Misconceptions about SB 1047

This February, California state senator Scott Wiener (D – San Francisco) introduced Senate Bill 1047, which, if passed, would require the companies behind the world’s largest, most advanced AI models to take steps to guarantee their safety before releasing the models to the public. For a piece of state legislation, the bill has unusual international importance. Most of the companies making such models are headquartered in California. 

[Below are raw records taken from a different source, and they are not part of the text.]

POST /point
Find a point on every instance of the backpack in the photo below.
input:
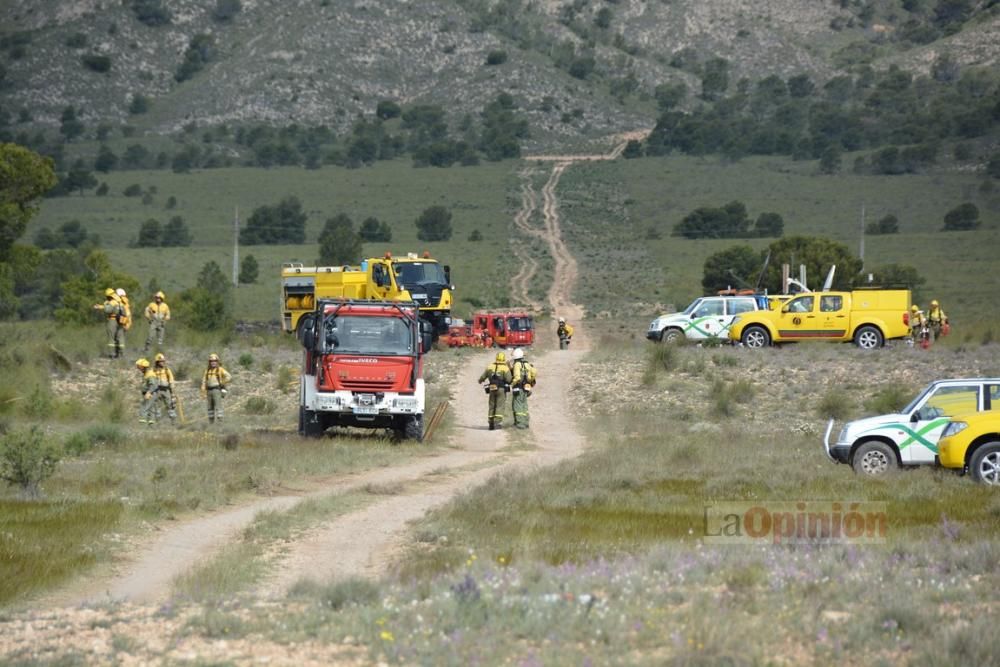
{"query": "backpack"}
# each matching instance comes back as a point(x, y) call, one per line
point(528, 373)
point(125, 319)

Despite write-ups in the San Francisco Chronicle and Washington Post, the bill initially received relatively little attention. That was until last week, when — as these things go — a spate of strong objections to it exploded across Twitter and Substack.

Some of these objections were helpful critiques pointing to potential problems with SB 1047’s current form. Some were based on a failure to understand how the law works, a failure to carefully read the bill, or both. And some were alarmist rhetoric with little tether to the bill as it’s actually written. 

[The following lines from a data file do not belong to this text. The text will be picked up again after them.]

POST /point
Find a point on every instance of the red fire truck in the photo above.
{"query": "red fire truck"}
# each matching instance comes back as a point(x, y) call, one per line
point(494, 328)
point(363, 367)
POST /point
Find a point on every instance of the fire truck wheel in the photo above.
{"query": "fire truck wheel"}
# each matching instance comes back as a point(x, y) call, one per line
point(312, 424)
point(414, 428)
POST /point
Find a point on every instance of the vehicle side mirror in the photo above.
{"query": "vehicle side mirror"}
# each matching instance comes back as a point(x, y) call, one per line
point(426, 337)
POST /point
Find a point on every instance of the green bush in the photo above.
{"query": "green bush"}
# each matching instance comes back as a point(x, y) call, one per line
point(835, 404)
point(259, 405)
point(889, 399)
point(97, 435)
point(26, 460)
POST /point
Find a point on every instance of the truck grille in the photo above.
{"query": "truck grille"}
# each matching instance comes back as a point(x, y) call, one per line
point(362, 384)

Nothing is a substitute for reading the actual bill. The purpose of this piece, a condensed version
of the one I published on my blog, is to respond to some of the most serious misconceptions — and to suggest concrete changes that address some of the real concerns.

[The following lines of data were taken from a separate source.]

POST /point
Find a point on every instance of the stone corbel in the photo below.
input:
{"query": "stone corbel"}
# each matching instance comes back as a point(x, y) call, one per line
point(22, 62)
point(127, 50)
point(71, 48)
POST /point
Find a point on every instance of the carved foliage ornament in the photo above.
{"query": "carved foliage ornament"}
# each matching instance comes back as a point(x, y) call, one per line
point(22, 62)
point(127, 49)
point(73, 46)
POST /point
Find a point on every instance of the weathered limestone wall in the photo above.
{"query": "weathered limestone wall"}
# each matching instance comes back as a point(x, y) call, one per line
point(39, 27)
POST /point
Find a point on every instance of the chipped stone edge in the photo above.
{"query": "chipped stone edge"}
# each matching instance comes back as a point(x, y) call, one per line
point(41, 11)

So what does the bill actually do?

SB 1047 only applies to the most powerful new AI models, which it defines as “covered models.” Let’s say you’d like to build a new model. What counts?

Covered models are those trained on more than 10²⁶ flops (a measure of computing power that, at current prices, is estimated to cost between tens and hundreds of millions of dollars), or projected to have similar performance on benchmarks used to evaluate state of the art foundation models. If your model was trained on less than 10²⁶ flops and doesn’t outperform those that were? It is not a covered model. You do not need to do anything at all. Note that this 10²⁶ threshold would, according to our best estimates, exclude every released model including GPT-4, Claude Opus and the current versions of Google Gemini. None of them would count as covered models under this bill.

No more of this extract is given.